İmar Kanununa göre her ”yapı” ruhsata tabidir. Bunun tek istisnasını ruhsat gerektirmeyen ”basit tadilatlar” oluşturur. İmar Kirliliğine Neden Olma suçu kapsamına sadece ”bina” niteliğindeki ruhsatsız yapıların girdiğini yukarıda detaylarıyla açıklamıştık. Mevzuatta ”yapı” ve ”bina” kavramlarının sadece genel olarak tanımının yapılmasıyla yetinildiğinden, hangi yapıların bina sayılacağı konusu yargı kararlarıyla şekillenmektedir.

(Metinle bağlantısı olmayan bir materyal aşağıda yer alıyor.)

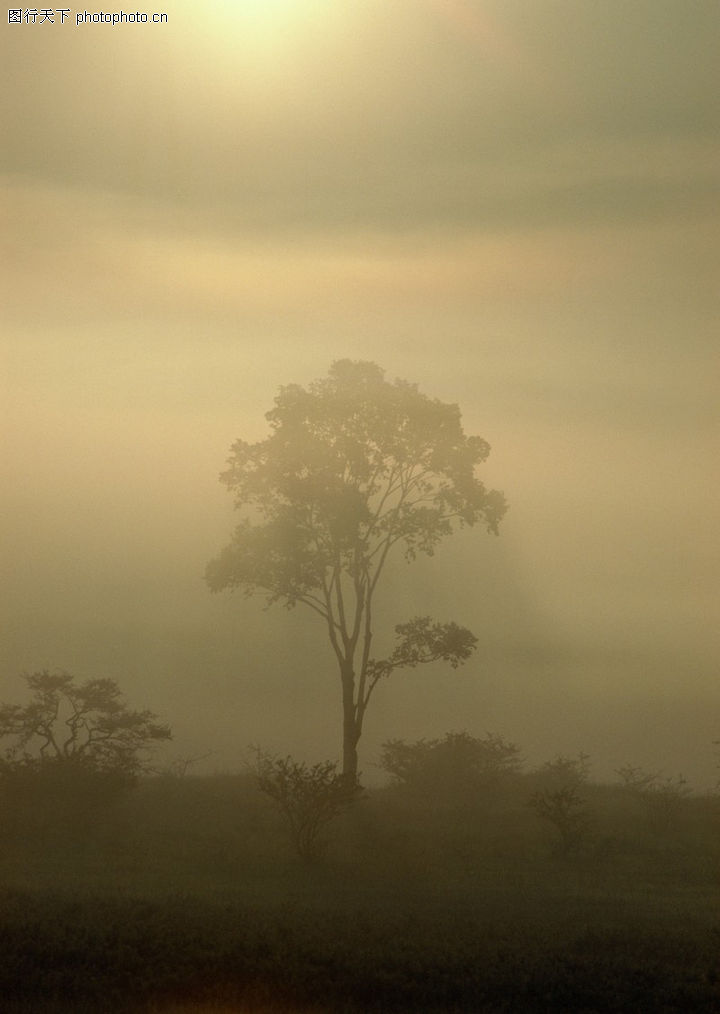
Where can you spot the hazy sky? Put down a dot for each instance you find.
(513, 203)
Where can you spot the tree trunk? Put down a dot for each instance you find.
(351, 733)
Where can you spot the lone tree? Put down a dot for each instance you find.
(354, 467)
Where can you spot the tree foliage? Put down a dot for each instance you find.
(87, 724)
(308, 796)
(355, 467)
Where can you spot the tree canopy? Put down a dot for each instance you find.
(354, 466)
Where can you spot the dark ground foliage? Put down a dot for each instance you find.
(185, 895)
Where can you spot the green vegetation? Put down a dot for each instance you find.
(186, 894)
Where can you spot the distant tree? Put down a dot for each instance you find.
(567, 811)
(355, 467)
(80, 724)
(559, 799)
(663, 796)
(457, 762)
(308, 796)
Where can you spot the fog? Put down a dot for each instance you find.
(513, 205)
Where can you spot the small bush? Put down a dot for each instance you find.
(309, 797)
(457, 764)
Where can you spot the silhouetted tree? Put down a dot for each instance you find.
(354, 467)
(308, 796)
(559, 799)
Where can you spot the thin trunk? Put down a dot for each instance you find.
(351, 734)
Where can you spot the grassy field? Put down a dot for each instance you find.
(185, 895)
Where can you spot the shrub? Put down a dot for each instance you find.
(456, 764)
(309, 797)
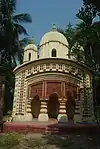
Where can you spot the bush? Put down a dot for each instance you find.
(10, 141)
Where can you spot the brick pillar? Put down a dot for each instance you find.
(62, 116)
(43, 116)
(28, 116)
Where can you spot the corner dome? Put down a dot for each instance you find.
(53, 35)
(31, 46)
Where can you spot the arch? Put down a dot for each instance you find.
(29, 56)
(54, 53)
(53, 106)
(35, 106)
(70, 106)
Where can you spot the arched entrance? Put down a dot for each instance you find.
(35, 106)
(53, 106)
(70, 106)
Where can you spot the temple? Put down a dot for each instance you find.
(49, 84)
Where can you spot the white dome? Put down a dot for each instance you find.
(54, 35)
(31, 47)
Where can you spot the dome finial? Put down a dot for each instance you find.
(54, 28)
(31, 40)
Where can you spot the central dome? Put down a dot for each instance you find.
(53, 36)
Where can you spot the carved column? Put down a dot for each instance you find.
(43, 116)
(77, 115)
(62, 116)
(2, 87)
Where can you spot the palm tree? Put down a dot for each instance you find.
(11, 50)
(10, 29)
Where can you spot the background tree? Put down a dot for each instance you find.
(11, 50)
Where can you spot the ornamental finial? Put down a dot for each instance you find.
(54, 28)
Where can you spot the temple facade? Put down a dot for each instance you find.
(49, 84)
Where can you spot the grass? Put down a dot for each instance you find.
(39, 141)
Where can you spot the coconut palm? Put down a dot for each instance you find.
(11, 47)
(10, 29)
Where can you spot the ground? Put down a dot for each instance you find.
(39, 141)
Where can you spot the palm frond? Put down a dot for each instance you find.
(22, 18)
(21, 30)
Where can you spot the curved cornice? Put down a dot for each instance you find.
(27, 65)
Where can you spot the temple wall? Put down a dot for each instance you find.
(46, 78)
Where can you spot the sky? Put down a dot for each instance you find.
(44, 13)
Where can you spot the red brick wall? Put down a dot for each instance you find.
(53, 87)
(71, 89)
(36, 90)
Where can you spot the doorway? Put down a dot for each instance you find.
(70, 106)
(53, 106)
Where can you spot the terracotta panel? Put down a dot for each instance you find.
(36, 90)
(53, 87)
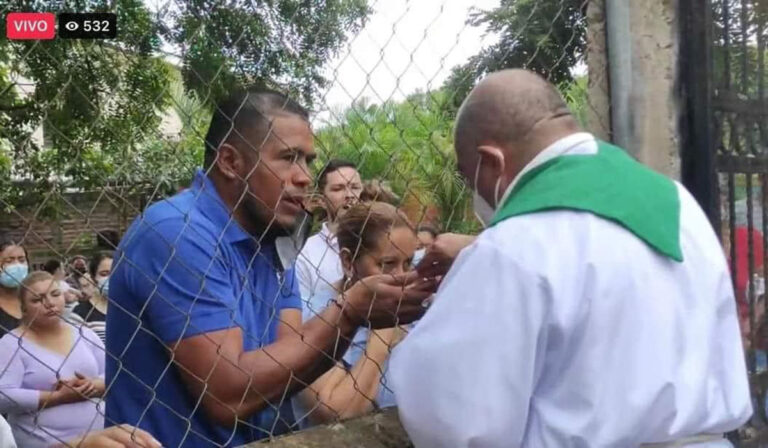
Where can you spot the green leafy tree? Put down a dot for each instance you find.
(546, 36)
(244, 42)
(102, 104)
(409, 145)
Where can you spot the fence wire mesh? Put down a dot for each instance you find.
(100, 143)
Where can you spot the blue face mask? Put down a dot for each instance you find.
(12, 275)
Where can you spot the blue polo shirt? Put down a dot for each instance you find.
(185, 267)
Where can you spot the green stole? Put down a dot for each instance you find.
(609, 184)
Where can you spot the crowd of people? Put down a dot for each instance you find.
(585, 314)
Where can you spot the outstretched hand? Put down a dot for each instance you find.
(384, 301)
(440, 255)
(123, 436)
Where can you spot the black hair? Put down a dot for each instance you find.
(330, 167)
(6, 242)
(51, 265)
(246, 110)
(429, 229)
(93, 265)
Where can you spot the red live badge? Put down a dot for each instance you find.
(30, 25)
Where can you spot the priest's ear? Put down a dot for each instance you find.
(346, 263)
(492, 160)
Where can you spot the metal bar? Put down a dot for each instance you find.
(750, 275)
(726, 44)
(697, 144)
(744, 48)
(729, 101)
(620, 71)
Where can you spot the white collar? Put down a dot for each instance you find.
(572, 144)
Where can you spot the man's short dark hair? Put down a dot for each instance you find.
(427, 228)
(243, 111)
(52, 265)
(330, 167)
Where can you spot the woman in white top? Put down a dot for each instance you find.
(51, 372)
(374, 238)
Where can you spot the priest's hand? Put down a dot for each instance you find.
(439, 256)
(384, 301)
(123, 436)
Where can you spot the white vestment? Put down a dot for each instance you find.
(563, 329)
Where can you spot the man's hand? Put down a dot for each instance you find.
(123, 436)
(439, 257)
(383, 301)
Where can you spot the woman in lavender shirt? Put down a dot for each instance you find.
(51, 373)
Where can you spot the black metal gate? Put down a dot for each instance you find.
(725, 157)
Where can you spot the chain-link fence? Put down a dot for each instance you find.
(168, 216)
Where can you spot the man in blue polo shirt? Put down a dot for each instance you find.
(204, 338)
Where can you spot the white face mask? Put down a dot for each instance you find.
(483, 210)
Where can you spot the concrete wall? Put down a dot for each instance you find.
(654, 119)
(73, 228)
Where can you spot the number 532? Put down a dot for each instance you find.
(96, 25)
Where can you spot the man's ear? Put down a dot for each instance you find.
(346, 263)
(493, 157)
(229, 161)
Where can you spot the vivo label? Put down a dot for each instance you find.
(30, 25)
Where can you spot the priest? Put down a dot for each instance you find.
(595, 310)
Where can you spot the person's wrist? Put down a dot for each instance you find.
(55, 397)
(347, 304)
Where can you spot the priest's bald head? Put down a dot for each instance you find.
(506, 120)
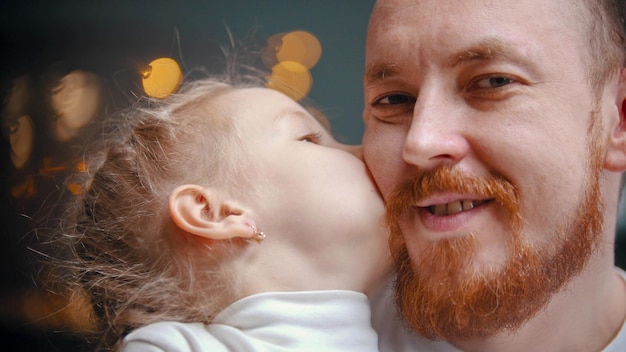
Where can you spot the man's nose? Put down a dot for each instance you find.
(436, 135)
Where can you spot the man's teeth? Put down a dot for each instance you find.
(454, 207)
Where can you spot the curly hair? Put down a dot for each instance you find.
(123, 251)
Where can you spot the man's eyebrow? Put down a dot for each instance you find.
(489, 49)
(379, 71)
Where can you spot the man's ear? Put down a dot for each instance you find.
(616, 152)
(203, 212)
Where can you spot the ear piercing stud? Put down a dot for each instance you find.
(258, 236)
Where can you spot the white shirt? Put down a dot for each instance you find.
(334, 320)
(394, 336)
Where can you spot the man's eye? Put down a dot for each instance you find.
(395, 99)
(492, 82)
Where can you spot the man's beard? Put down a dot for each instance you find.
(440, 297)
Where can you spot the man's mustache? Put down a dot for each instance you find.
(424, 184)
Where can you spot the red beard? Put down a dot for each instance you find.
(440, 297)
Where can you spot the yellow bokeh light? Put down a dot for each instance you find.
(300, 46)
(291, 78)
(162, 78)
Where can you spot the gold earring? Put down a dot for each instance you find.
(257, 236)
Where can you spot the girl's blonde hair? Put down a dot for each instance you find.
(123, 252)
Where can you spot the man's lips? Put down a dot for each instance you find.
(454, 207)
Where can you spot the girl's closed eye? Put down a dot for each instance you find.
(313, 137)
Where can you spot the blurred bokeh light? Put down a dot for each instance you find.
(161, 78)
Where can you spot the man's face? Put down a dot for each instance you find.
(479, 129)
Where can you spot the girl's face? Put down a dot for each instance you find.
(314, 197)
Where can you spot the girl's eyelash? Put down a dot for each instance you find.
(314, 137)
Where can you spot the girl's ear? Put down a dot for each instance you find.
(203, 212)
(616, 153)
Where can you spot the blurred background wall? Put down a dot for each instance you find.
(66, 62)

Yargıtay bir kararında 38 metre uzunluğunda yığma tuğla duvarın ”bina” sayılmadığına ve izinsiz duvar örmenin kanundaki bina tanımında yer alan ”üzeri kapalı” olma şartını taşımadığından İmar Kirliliği suçunu oluşturmadığına hükmetmiştir.(Yargıtay 4. Ceza Dairesi 05/03/2012, 2010/1854 E. 2012/ 4870 K.) ”

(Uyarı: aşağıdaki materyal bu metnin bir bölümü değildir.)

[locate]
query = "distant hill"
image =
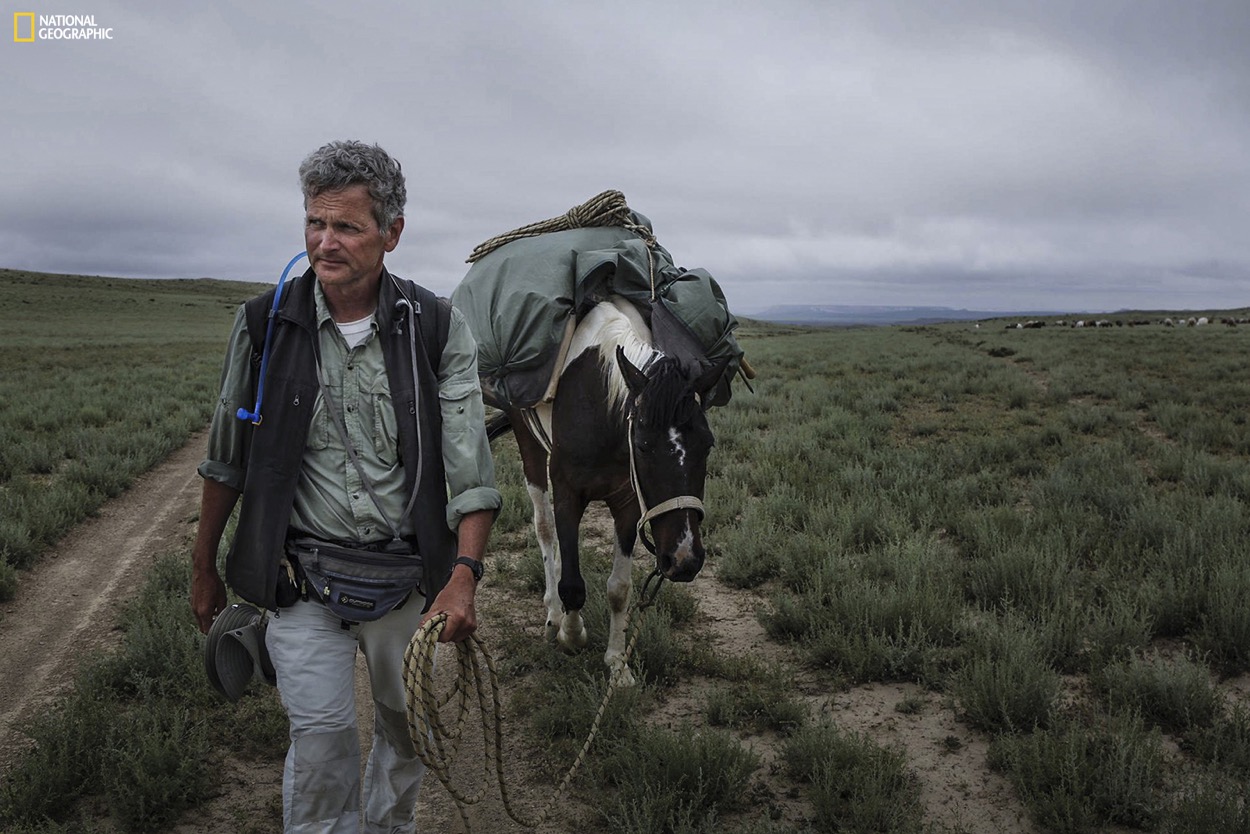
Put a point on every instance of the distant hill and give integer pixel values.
(850, 314)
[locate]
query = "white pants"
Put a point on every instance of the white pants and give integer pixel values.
(315, 660)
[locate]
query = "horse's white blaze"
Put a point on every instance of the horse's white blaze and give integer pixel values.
(544, 527)
(675, 439)
(686, 544)
(619, 587)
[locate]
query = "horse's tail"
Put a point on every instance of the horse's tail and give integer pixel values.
(499, 425)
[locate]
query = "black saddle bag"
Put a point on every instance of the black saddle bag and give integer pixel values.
(359, 584)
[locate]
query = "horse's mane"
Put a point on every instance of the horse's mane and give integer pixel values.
(668, 399)
(610, 325)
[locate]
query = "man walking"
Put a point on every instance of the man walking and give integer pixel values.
(371, 447)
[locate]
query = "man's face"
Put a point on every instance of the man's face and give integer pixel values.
(344, 244)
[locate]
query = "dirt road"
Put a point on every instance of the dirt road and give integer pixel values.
(63, 612)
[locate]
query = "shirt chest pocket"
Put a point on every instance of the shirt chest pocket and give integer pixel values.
(385, 428)
(381, 423)
(321, 428)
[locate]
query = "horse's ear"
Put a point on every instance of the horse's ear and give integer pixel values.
(634, 378)
(709, 379)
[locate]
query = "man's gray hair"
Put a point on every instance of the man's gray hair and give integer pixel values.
(341, 164)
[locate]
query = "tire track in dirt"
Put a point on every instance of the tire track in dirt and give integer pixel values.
(64, 609)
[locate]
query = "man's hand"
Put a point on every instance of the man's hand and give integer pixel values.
(208, 597)
(456, 600)
(208, 590)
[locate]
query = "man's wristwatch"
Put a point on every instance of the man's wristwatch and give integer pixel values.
(473, 564)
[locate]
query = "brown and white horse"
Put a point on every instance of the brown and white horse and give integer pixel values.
(626, 427)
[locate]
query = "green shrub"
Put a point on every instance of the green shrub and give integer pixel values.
(1008, 685)
(854, 784)
(1083, 774)
(669, 782)
(1175, 695)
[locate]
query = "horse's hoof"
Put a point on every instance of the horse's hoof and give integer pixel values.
(573, 642)
(620, 675)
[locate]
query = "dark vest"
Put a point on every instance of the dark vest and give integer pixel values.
(275, 448)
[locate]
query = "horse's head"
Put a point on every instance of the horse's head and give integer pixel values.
(669, 444)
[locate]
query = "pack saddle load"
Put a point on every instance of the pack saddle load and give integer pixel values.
(528, 289)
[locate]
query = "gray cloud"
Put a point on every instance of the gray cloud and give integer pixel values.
(979, 154)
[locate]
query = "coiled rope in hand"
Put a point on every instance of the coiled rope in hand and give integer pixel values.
(436, 742)
(606, 209)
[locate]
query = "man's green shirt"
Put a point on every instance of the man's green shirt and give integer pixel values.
(330, 499)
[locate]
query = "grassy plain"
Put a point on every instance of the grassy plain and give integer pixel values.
(100, 378)
(1046, 528)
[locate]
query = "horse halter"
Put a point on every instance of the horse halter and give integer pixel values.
(678, 503)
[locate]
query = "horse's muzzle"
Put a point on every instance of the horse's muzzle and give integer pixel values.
(683, 558)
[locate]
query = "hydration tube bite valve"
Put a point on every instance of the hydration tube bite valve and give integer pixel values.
(254, 417)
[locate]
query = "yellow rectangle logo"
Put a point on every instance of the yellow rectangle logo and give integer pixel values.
(16, 26)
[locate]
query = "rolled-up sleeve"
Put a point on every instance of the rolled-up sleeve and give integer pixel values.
(465, 448)
(226, 434)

Ruhsatlı binanın çatısının çelik konstrüksiyon malzeme kullanarak kapatması olayında da, yapının bina vasfında olmaması ve yapıda kullanılan hafif malzemelerin taşıyıcı unsurları etkilememesi nedeniyle suçun oluşmadığı kabul edilmiştir. (Yargıtay 4.Ceza Dairesi 2010/4436 E.  2010/3966 K.)”

Yargıtay, balkonların pvc ve cam ile kapatılmasının ”bina” niteliğinde olmadığına hükmetmektedir. Balkonun kapatılması ve balkon ile oda arasındaki duvarın yıkılması suretiyle odanın büyütülmesi şeklindeki imalatlarda bina sayılmamaktadır. Ancak bu durumda yıkılan duvarların binanın taşıyıcı sistemini etkileyip etkilemediğinin tespiti için bilirkişi raporu alınması ve rapor sonucuna göre karar verilmesi gerektiğine hükmedilmektedir. Oda ile balkonu ayıran duvar, perde duvar değilse, ve duvarın kaldirilmasi işleminde kolonlara zarar verilmemişse, balkonun kapatılıp odaya dahil edilmesi eyleminin İmar Kirliliğine Neden Olma Suçunu oluşturmadığına hükmedilmektedir. Balkon kapatılırken kullanılan malzemenin PVC, ahşap, aleminyum vs. olması önem arzetmemektedir. Önemli olan kullanılan malzemenin hafif olması ve binanın statiğini etkilememesidir. (Yargıtay 4. Ceza Dairesi 01.06.2011 Tarih ve 2009/3046 E. 2011/7468 K.).

Benzer şekilde bir binanın zemin katındaki iki dükkanın arasındaki duvarın kaldırılarak tek dükkan haline getirilmesi olayında da; mevcut alana ilave yeni alan kazanımı olmadığı ve taşıyıcı sistemin olumsuz etkilenmediği gerekçesiyle suçun oluşmadığına hükmedilmiştir. (Yargıtay 4.Ceza Dairesi 2011/21338 E. 2012/26052 K.)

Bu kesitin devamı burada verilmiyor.